Ultralase Eye Clinics Limited
- Company type: Limited company
- Industry: Healthcare
- Founded: 1991
- Headquarters: Leeds, England, UK
- Key people: Russell Ambrose (CEO)
- Website: www.ultralase.com

= Ultralase =

Healthcare company in Leeds, England

Ultralase is a healthcare company based in the Leeds, England, it specialises in vision correction through laser eye surgery.

==Overview and history==
Established in 1991 by US based ophthalmologist Claus Fichte, optometrist Andrew Bell and business man Christopher Neave, Ultralase were the first to introduce a national network of laser eye surgery clinics in the UK. Following the success of the world's first refractive surgery clinic, opened by US-based investors in Toronto (1989), the UK's first ever laser eye surgery clinic was opened at Clatterbridge hospital, Wirral in January 1991. This clinic was the first to perform laser eye surgery in the UK, and expanded to become the Ultralase network.

Ultralase was purchased by 3i following the £175 million purchase from Corporacion Dermoestetica in January 2008, who had bought the business in May 2005 for £29 million.

After going into administration, in 2013 Ultralase was acquired by Optimax founder and CEO Russell Ambrose for £10 million.

Ultralase is currently part of the Optimax group of companies.

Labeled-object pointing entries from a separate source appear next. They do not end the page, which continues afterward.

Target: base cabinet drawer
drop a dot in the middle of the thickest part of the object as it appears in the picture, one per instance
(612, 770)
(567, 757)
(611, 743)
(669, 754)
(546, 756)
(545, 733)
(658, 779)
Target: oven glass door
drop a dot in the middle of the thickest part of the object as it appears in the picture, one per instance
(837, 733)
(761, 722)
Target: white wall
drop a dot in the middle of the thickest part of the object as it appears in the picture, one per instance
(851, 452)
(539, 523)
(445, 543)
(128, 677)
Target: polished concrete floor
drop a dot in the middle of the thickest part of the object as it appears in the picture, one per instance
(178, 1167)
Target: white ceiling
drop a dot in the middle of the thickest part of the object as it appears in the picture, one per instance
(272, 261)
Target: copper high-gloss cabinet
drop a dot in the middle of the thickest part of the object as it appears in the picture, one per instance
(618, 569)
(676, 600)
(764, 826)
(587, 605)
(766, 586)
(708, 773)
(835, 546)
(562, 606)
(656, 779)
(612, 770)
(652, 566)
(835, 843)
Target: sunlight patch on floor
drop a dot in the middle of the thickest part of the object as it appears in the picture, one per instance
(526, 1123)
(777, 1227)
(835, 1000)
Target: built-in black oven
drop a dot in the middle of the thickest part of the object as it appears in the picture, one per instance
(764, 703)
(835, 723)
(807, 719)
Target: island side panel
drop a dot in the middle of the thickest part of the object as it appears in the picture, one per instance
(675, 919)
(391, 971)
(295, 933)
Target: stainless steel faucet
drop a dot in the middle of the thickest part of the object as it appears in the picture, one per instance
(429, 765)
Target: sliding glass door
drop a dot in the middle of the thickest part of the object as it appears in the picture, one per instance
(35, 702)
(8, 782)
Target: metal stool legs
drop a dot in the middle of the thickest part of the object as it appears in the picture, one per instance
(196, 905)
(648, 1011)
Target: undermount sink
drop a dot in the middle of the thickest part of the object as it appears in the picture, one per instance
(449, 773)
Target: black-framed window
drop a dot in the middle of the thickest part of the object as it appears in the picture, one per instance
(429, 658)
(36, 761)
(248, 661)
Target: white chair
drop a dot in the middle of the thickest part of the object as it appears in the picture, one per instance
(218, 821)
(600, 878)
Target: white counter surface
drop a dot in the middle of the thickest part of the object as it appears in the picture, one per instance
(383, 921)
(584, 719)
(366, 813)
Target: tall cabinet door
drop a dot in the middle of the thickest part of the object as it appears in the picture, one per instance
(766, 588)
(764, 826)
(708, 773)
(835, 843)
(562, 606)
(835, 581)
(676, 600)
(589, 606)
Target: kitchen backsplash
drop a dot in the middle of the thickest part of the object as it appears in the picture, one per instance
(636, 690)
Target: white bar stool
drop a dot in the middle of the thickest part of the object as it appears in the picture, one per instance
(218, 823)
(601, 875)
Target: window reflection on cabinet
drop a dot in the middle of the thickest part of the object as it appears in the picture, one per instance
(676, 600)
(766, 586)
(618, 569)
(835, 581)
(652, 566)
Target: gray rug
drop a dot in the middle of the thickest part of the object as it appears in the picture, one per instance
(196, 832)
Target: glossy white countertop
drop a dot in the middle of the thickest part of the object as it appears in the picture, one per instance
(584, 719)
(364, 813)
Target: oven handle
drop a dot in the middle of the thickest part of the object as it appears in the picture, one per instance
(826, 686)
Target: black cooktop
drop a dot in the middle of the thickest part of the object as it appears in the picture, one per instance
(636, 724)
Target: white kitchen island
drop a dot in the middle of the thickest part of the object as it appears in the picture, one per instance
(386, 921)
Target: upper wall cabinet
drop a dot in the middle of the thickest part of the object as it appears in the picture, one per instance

==Concerns raised in parliament==
Dr. Ashok Kumar, a British Labour Party politician, made a motion on 4 February 2004 concerning laser eye surgery and mentioning Ultralase in the British House of Commons:

Laser eye surgery was developed by the ophthalmologist Dr. Steven Trokel in 1987, and first used on a patient in Germany in 1988. The first laser eye treatment clinic using Dr. Trokel's laser was founded by US-based investors in Toronto in 1989. Following the success of the US operation, the first UK clinic was opened at Clatterbridge hospital, in Wirral, in January 1991. It grew into a string of clinics now known as Ultralase, one of Britain's foremost laser eye treatment providers.

Negligence claims involving laser eye surgery against doctors belonging to the Medical Defence Union have more than doubled in the past six years. The Medical Defence Union is the largest insurer for UK doctors. It believes that, while some of the claims were for faulty surgery, many more centred on patients' unrealistic expectations about what could be achieved. Recent figures released by the union show that claims over laser eye surgery have increased by 166 per cent. in six years and now account for a third of all ophthalmology claims. The MDU has increased its subscription rates for laser eye surgeons and advised them on how to minimise the risk of a claim.

== Controversy ==
When Russell Ambrose acquired Ultralase, its existing patients discovered that Ambrose would not honour their lifetime aftercare guaranteed on purchase.

As a result of an investigation by BBC Watchdog, broadcast on 8 October 2015, in response to the negative publicity, Ambrose agreed to reinstate their aftercare.

==Services==
Ultralase provides laser and lens implant eye surgery.